Vala is very interesting but I wouldn't use it because it doesn't look mature enough. The website looks like it's incomplete, there doesn't seem to be much tool support, there doesn't seem to be much of a community around it and documentation is lacking.
Edited 2010-02-09 23:54 UTC
Then I advise you to go back to your compiler design classes, since you seem to have missed quite a few of them.
All languages have runtimes!
Assembly - The microcode used by the processor to perform all steps required by the each instruction
C - The code that usually lives in crt0 and allows main() to be called from the OS, execution of atexit() registed callbacks, sbr() style of memory management from malloc and friends
C++ - Same as C, plus the code to ensure proper initialization of constructors for static objects, object construction/destruction, management of stack unwinding for exceptions
Should I carry on with more examples?
A runtime is more than just people know JVM or CLR for. It is all the required library infrastructure a language needs to exist.

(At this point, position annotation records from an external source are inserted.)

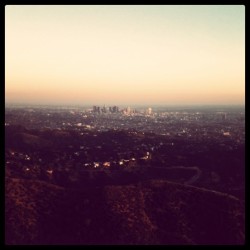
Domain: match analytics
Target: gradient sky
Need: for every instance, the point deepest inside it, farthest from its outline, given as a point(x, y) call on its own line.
point(129, 54)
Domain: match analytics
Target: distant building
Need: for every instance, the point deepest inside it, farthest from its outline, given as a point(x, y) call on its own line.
point(149, 111)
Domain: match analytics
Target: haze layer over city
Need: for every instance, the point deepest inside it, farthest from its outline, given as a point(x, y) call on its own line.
point(124, 125)
point(128, 54)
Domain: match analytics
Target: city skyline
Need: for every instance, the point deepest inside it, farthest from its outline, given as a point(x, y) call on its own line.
point(152, 55)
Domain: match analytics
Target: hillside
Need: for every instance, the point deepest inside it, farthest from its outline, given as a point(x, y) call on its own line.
point(151, 212)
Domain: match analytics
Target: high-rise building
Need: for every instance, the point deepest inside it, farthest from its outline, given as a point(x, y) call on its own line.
point(149, 111)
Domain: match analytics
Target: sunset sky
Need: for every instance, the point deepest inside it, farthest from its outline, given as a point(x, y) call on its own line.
point(114, 55)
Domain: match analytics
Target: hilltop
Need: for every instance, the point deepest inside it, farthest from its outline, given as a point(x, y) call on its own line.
point(149, 212)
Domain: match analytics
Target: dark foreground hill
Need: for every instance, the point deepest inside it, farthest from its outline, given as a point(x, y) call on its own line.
point(152, 212)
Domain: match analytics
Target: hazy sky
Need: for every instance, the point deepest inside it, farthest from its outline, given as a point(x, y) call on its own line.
point(152, 54)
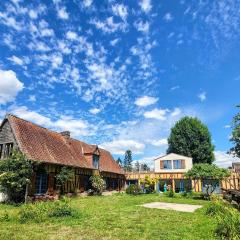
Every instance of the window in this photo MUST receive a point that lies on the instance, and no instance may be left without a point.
(177, 164)
(8, 149)
(41, 183)
(95, 161)
(1, 150)
(167, 164)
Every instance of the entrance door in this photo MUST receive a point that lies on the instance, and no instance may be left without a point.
(41, 183)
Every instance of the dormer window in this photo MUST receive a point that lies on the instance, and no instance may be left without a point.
(8, 150)
(95, 161)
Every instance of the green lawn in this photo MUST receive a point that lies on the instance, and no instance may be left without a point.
(115, 217)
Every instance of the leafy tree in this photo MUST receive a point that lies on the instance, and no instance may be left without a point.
(235, 138)
(119, 161)
(15, 177)
(98, 184)
(203, 171)
(128, 161)
(65, 174)
(191, 138)
(137, 166)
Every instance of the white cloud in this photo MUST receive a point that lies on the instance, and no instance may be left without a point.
(120, 146)
(168, 17)
(71, 35)
(176, 112)
(16, 60)
(159, 143)
(10, 86)
(108, 26)
(145, 101)
(120, 10)
(32, 98)
(77, 127)
(62, 13)
(115, 41)
(95, 110)
(142, 26)
(224, 160)
(156, 113)
(202, 96)
(145, 5)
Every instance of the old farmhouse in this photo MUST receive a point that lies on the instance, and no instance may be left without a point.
(54, 150)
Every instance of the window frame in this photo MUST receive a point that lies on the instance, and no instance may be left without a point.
(168, 164)
(96, 161)
(179, 165)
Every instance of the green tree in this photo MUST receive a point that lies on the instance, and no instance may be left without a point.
(119, 161)
(191, 138)
(127, 164)
(203, 171)
(235, 138)
(15, 177)
(137, 166)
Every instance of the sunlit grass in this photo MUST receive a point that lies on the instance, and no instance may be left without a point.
(114, 217)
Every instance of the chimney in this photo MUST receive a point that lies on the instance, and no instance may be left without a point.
(66, 134)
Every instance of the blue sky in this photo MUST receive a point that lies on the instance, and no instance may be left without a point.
(120, 73)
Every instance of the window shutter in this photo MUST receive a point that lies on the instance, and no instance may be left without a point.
(183, 164)
(161, 165)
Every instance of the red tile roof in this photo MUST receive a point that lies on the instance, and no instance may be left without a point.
(41, 144)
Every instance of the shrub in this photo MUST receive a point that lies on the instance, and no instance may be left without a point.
(215, 208)
(133, 189)
(98, 184)
(61, 209)
(39, 212)
(228, 226)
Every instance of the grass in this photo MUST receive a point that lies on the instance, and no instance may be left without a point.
(114, 217)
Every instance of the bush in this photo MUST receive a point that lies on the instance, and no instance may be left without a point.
(228, 226)
(133, 189)
(61, 209)
(98, 184)
(215, 208)
(170, 193)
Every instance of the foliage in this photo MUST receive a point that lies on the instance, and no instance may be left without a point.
(228, 226)
(15, 176)
(119, 161)
(127, 163)
(191, 138)
(170, 193)
(65, 174)
(207, 171)
(235, 137)
(133, 189)
(41, 211)
(61, 209)
(148, 184)
(98, 184)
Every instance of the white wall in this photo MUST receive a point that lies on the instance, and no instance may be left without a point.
(172, 156)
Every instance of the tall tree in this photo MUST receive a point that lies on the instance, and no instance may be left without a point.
(128, 161)
(235, 138)
(191, 138)
(119, 161)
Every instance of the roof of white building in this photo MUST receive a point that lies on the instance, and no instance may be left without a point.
(172, 156)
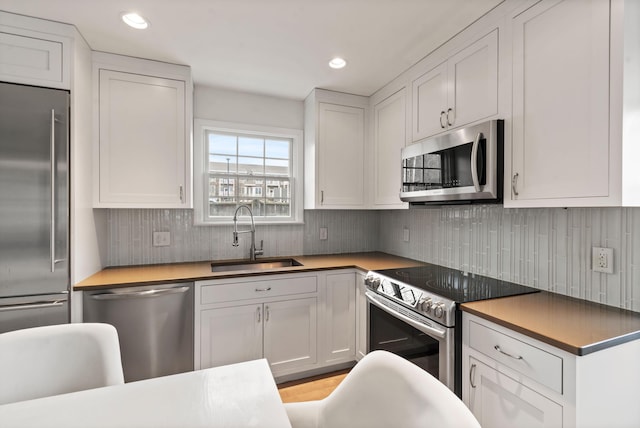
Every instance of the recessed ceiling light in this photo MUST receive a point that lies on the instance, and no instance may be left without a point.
(134, 20)
(337, 63)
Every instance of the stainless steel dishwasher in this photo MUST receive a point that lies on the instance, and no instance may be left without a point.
(154, 323)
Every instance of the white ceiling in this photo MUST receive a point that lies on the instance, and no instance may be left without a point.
(274, 47)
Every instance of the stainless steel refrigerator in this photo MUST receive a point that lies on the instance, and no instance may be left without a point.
(34, 206)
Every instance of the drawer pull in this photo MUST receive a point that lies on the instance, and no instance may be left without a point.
(497, 348)
(472, 375)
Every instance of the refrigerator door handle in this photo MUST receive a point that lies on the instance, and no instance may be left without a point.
(52, 237)
(34, 305)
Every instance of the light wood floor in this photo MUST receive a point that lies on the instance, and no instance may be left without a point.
(314, 388)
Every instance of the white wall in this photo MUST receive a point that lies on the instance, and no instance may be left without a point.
(88, 226)
(241, 107)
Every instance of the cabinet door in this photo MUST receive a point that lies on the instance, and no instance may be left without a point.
(290, 334)
(389, 136)
(362, 331)
(473, 82)
(230, 335)
(32, 60)
(498, 401)
(429, 93)
(341, 155)
(143, 148)
(340, 318)
(561, 102)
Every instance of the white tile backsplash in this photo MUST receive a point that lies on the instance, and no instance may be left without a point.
(546, 248)
(131, 233)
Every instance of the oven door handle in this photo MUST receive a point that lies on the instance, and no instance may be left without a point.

For example, on embedded systems the languages sometimes target directly the hardware, without any OS support. On those cases, the required infrastructure to start the application and interface with the hardware is the runtime.
Again, please remember to attend your compiler classes.





Member since:
2005-07-08
All programming languages have runtimes. They can be bigger or smaller, simple or complex, but that is all.